How Microsoft 365 quietly drifts into PCI scope

The customer service mailbox is the worst offender. Customers send card details unprompted, and well-meaning staff archive the message rather than delete it. The finance shared drive picks up spreadsheets that contain refund details, often with full PANs, because a manual reconciliation needed them at some point.

Teams chats are the newest entrant. A store manager attaches a photo of a card to ask whether a transaction looks legitimate. A finance team member screenshots a payment provider's portal. The PAN ends up in OneDrive as part of a Teams attachment, and it's still there a year later.

Once a PAN lands there, the storage system is technically in scope, and an auditor will say so. SAQ A is no longer the right form. The conversation gets significantly more expensive.

PCI DSS aside, a tenant full of PANs is a data breach in waiting. An attacker who phishes a single customer service mailbox doesn't need anything sophisticated to extract them. The regulatory exposure under UK GDPR is significant on its own, and the brand damage is worse.

The control isn't a binder. It's a continuous data hygiene practice.

DLP policies in Purview catch and quarantine PANs in transit. The built-in 'credit card number' sensitive information type is reasonable out of the box and can be tuned. Apply it to Exchange, SharePoint, OneDrive and Teams.

Pair it with a clear, enforceable policy that bank card details are never to be sent or stored by email or chat. Customer service should have a fixed line of response: 'we can't accept card details by email, please use the secure payment link'. Train it, audit it, and let the DLP catch the exceptions.

Then run quarterly cleanups of the obvious offending mailboxes and document libraries. Most retailers can get to a defensible position in a week of focused work, and stay there with a small recurring effort.

Microsoft 365 isn't the only place PANs hide. CRM systems, helpdesk tools and order management platforms all accumulate them through the same well-meaning customer service workflows. The same principles apply: DLP at the boundary, policy at the front, cleanup at the back.

Ecommerce platforms are usually safer because the PAN never passes through them, but check the order confirmation emails and the abandoned cart workflows. If there's any chance a PAN appears there, the platform is suddenly in scope.

Days one to thirty: turn on Purview DLP for the credit card sensitive information type across Exchange, SharePoint, OneDrive and Teams. Start in monitor mode so you can see how often it triggers and where.

Days thirty to sixty: tighten the policy to block-and-notify on email, and to apply a sensitivity label on documents.

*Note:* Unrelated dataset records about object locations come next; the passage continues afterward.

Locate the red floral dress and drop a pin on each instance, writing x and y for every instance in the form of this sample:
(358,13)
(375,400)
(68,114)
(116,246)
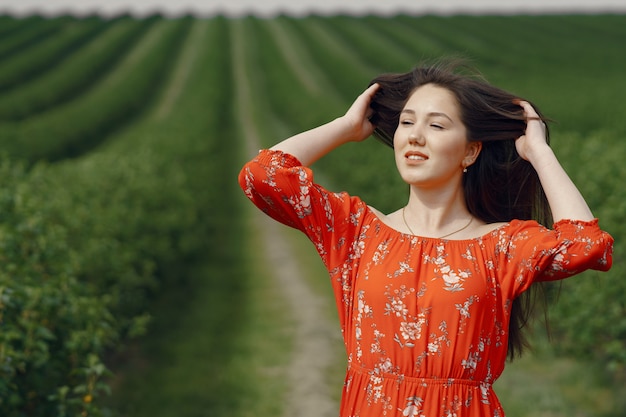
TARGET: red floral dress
(424,320)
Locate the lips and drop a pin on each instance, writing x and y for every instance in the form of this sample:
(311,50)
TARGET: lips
(415,156)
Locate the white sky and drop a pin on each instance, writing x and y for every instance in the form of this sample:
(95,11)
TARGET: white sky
(302,7)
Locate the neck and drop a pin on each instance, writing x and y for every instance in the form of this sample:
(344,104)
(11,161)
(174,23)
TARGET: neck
(436,213)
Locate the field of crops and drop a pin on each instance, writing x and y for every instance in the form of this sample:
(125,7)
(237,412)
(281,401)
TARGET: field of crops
(133,280)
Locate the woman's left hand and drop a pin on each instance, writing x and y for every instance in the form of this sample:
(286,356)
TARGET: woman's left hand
(534,138)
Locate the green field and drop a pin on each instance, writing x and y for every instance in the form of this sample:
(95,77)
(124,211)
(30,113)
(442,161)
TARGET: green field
(137,281)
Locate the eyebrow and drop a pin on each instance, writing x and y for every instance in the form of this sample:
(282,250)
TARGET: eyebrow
(431,114)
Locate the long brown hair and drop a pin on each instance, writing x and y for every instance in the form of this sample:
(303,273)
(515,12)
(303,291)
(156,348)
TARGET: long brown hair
(500,186)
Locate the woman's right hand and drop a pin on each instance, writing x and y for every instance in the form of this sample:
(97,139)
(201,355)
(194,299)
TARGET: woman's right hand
(357,116)
(353,126)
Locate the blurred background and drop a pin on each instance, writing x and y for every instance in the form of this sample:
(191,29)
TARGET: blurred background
(136,280)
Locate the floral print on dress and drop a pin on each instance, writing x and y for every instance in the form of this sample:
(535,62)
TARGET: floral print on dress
(424,320)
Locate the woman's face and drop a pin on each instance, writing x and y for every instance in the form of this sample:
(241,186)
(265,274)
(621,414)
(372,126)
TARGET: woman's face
(430,143)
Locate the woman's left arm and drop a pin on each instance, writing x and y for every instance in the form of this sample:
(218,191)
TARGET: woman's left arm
(564,198)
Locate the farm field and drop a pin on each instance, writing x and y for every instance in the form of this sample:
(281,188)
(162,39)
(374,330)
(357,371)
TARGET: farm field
(136,279)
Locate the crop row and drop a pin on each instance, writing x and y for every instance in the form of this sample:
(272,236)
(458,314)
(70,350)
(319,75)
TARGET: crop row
(79,125)
(75,74)
(569,65)
(88,242)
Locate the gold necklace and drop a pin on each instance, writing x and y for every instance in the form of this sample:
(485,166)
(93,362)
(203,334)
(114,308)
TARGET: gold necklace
(440,237)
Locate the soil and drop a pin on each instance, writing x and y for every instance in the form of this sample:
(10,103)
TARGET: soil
(309,394)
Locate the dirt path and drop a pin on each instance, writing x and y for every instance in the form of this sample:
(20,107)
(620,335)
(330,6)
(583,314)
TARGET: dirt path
(309,396)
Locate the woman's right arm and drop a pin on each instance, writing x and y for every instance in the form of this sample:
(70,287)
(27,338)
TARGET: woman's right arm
(354,126)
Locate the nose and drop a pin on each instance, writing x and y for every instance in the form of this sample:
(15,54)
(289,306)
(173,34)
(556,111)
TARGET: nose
(416,138)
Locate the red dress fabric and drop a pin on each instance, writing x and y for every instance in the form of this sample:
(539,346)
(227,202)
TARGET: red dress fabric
(424,320)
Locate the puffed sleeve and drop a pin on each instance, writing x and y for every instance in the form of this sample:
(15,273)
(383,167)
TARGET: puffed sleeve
(278,184)
(535,253)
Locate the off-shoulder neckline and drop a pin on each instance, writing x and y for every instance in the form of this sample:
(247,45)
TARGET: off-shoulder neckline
(494,232)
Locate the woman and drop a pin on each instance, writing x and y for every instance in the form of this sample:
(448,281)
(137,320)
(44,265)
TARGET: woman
(429,295)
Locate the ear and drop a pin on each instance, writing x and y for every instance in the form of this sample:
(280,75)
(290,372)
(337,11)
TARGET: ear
(471,152)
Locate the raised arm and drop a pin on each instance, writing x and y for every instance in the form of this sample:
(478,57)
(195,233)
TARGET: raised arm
(311,145)
(564,198)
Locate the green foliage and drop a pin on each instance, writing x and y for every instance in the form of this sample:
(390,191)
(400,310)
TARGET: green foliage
(86,244)
(28,33)
(82,124)
(78,72)
(48,52)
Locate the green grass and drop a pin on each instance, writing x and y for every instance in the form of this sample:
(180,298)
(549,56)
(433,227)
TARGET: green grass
(221,338)
(545,384)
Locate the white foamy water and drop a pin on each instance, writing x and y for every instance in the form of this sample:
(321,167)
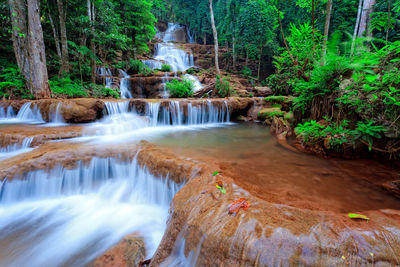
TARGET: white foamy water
(29,114)
(69,217)
(121,124)
(16,149)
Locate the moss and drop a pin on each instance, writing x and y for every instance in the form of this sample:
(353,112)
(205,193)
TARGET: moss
(269,113)
(279,99)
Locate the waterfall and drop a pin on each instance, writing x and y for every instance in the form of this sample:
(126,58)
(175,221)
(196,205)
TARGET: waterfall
(197,84)
(16,149)
(69,217)
(158,118)
(55,117)
(29,114)
(124,86)
(7,113)
(106,73)
(190,36)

Run a sweep of the customer service mailbox and the finance shared drive and clear historical PANs.

Days sixty to ninety: train customer service on the 'never by email' policy, publish a one-page guide, and put a recurring quarterly audit in the compliance calendar.

Evidence that DLP is configured, that policies are enforced, that historical content has been remediated, and that staff have been trained. They don't need perfection. They need to see that you treat this as an ongoing control, not a one-off project.

That posture also happens to be the one that actually keeps you safer between audits, which is the bit that matters.

If you have a Qualified Security Assessor (QSA) for your PCI assessment, bring them into this conversation early. They've seen the patterns before, and they can confirm what evidence will satisfy them in the final assessment.

The worst version of this story is a firm that did a lot of cleanup work and then discovered, in the audit, that the QSA wanted it documented differently. The work was right; the evidence wasn't. A thirty-minute conversation upfront saves that outcome.